RE:RE:RE:Q1 hedging gain?Great post Quintessential1.
There are many reasons why companies hedge but MHP is always looking in the rear view mirror looking for the negative. They hedge at $6 and the price goes to $7, $8, $9 or $10; he complains about what they have lost with the benefit of hindsight.
He is laser focused on Kakwa and condensate to the exclusion of the other plays, agreements and obligations they have as an ongoing business.
Price of NG goes down, we need to focus on Kakwa. The price of NG goes up, we need to focus on Kakwa. No one can win with this guy.
I know what mgmt has planned and I am more than happy to stay invested. Go ARX.
Quintessential1 wrote: Yeah I think he's trying to say that they did hedge at six dollars so a hedging gain is in the cards.
Also they might hedge at a price that will cover plant costs.
The lights need to stay on, leases need to be paid and contracts have to be filled.
They also can't shut in the gas that comes with the liquids.
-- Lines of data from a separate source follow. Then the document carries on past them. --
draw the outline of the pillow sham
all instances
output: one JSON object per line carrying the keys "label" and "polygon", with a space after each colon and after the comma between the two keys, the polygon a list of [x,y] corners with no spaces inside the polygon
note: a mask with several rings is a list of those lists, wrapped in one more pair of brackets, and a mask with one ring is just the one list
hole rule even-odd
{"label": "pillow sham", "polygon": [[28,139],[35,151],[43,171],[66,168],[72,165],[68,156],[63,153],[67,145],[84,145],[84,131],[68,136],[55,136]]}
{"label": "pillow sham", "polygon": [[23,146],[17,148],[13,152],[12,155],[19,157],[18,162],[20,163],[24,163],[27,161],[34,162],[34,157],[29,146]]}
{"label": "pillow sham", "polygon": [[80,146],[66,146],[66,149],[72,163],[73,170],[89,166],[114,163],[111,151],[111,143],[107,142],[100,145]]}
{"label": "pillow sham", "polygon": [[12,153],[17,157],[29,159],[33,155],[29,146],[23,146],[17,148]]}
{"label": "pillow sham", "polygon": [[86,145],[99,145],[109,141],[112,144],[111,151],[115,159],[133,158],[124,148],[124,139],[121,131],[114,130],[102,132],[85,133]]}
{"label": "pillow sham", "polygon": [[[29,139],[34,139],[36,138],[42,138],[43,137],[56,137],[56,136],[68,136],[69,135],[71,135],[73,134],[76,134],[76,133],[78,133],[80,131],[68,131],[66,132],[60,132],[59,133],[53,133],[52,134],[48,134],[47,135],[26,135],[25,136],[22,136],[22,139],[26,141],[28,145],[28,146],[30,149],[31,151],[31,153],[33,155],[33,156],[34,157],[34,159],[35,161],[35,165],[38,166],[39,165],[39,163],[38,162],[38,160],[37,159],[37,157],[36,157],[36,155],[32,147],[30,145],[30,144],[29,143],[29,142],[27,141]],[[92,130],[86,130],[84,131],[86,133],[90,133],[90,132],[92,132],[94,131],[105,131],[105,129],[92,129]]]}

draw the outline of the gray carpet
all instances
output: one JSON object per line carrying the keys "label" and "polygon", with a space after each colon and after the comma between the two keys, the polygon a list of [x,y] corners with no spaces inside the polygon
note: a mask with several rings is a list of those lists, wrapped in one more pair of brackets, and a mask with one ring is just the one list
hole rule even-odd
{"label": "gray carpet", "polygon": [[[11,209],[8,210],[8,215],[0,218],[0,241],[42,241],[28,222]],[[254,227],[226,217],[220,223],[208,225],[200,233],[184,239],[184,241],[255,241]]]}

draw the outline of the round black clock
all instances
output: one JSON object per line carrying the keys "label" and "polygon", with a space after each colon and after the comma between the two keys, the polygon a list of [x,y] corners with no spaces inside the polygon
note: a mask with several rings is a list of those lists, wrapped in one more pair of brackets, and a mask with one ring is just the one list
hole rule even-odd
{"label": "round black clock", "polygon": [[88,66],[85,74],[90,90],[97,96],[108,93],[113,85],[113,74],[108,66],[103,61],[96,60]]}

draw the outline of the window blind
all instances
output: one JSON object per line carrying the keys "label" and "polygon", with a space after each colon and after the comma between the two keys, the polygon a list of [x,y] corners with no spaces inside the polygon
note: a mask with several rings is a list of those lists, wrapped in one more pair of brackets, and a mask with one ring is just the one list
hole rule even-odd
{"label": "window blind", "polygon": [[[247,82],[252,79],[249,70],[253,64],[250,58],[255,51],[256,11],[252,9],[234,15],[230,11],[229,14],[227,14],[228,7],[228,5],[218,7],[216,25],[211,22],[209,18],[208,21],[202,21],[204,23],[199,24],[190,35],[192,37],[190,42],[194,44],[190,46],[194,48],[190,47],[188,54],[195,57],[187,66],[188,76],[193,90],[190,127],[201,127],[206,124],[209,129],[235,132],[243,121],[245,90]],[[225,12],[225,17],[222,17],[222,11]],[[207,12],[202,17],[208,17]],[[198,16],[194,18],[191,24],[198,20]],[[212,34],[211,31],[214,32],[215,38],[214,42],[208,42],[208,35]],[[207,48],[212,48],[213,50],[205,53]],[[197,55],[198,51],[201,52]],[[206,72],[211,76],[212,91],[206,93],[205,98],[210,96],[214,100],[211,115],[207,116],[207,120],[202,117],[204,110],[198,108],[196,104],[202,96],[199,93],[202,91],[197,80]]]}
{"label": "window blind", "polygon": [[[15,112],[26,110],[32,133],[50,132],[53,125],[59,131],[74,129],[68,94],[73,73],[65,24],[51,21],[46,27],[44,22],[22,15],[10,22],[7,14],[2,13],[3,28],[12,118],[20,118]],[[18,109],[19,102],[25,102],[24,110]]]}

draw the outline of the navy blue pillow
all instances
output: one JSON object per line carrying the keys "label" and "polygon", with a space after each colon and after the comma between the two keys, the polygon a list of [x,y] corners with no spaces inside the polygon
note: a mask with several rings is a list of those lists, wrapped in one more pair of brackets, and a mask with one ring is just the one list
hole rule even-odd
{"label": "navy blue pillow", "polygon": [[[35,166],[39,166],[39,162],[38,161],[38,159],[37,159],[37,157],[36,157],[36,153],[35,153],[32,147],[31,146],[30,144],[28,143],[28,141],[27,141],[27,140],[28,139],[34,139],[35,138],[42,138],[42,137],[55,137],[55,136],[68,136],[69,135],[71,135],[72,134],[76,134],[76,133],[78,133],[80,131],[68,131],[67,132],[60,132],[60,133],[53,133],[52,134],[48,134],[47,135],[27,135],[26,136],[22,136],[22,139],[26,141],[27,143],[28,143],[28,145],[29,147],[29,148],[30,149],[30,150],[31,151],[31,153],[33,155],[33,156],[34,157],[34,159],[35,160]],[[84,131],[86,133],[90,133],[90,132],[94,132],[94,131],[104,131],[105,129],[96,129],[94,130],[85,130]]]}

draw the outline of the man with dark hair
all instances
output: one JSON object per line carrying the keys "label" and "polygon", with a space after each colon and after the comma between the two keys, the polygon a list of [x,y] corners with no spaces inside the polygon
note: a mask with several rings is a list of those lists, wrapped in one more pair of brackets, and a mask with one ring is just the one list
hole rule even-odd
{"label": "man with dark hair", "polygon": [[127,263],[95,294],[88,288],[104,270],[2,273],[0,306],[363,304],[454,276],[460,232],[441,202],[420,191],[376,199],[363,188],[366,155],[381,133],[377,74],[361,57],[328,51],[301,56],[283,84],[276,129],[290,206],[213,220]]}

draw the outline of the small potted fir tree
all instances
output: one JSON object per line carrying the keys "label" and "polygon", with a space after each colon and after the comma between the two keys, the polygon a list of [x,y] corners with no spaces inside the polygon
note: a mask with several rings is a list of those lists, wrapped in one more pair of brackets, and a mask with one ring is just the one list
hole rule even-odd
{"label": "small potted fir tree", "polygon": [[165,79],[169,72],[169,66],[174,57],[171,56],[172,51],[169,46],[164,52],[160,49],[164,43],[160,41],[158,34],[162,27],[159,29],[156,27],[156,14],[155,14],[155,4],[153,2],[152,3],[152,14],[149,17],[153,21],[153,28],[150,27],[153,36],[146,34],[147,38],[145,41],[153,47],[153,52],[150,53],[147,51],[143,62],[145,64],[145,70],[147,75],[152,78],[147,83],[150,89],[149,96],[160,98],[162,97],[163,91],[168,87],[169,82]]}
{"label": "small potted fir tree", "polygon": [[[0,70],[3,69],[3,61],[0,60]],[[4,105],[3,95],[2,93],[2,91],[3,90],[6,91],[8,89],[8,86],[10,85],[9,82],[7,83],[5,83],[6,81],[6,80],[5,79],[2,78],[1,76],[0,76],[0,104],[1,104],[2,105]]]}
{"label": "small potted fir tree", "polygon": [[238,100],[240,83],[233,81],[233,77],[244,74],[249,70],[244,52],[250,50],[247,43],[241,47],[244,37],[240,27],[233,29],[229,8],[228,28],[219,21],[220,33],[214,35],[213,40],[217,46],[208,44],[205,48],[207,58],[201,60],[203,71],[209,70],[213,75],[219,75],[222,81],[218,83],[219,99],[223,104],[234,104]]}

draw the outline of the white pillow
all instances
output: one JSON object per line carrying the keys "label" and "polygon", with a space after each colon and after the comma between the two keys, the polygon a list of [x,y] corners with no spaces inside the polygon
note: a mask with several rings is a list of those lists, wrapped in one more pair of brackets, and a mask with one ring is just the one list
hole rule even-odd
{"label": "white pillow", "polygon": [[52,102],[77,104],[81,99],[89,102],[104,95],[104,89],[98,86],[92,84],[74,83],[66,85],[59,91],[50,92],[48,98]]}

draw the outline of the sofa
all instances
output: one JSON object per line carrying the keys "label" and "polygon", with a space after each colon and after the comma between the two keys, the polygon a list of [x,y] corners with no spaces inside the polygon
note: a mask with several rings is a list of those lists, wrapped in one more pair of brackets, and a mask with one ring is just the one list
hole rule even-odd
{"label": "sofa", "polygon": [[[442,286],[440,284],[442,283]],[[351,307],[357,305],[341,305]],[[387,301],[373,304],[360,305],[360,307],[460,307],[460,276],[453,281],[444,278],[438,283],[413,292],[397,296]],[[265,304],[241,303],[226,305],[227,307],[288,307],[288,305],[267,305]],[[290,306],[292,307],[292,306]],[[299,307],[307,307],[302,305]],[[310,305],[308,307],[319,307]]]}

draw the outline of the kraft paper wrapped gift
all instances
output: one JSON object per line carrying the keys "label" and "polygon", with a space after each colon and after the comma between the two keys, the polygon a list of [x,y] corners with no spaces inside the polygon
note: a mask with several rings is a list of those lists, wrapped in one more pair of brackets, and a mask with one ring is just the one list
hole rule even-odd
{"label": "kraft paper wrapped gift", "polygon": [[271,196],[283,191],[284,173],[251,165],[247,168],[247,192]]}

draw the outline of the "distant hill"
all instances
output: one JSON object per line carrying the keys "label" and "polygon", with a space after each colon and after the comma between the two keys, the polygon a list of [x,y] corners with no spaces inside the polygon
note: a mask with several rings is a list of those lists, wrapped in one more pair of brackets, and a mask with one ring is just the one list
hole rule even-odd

I don't think storage is an option
The liquids should do the heavy lifting until the summer spike and fall heating ramp up.
LNG and summer power generation should keep NG profitable.
GLTA ARX BULLS
MyHoneyPot wrote: Hedging at the bottom of the cycle makes no sense, they have already done that once and it cost them 2 billion dollars. They just need to slow down gas, and focus on liquids rich plays that are economical all the time.
They have tons of opportunity at Kakwa, and they just need to slow down gas production when it doesn' pay.
If you going to hedge you hedge when gas is six dollars not when it is two dollars.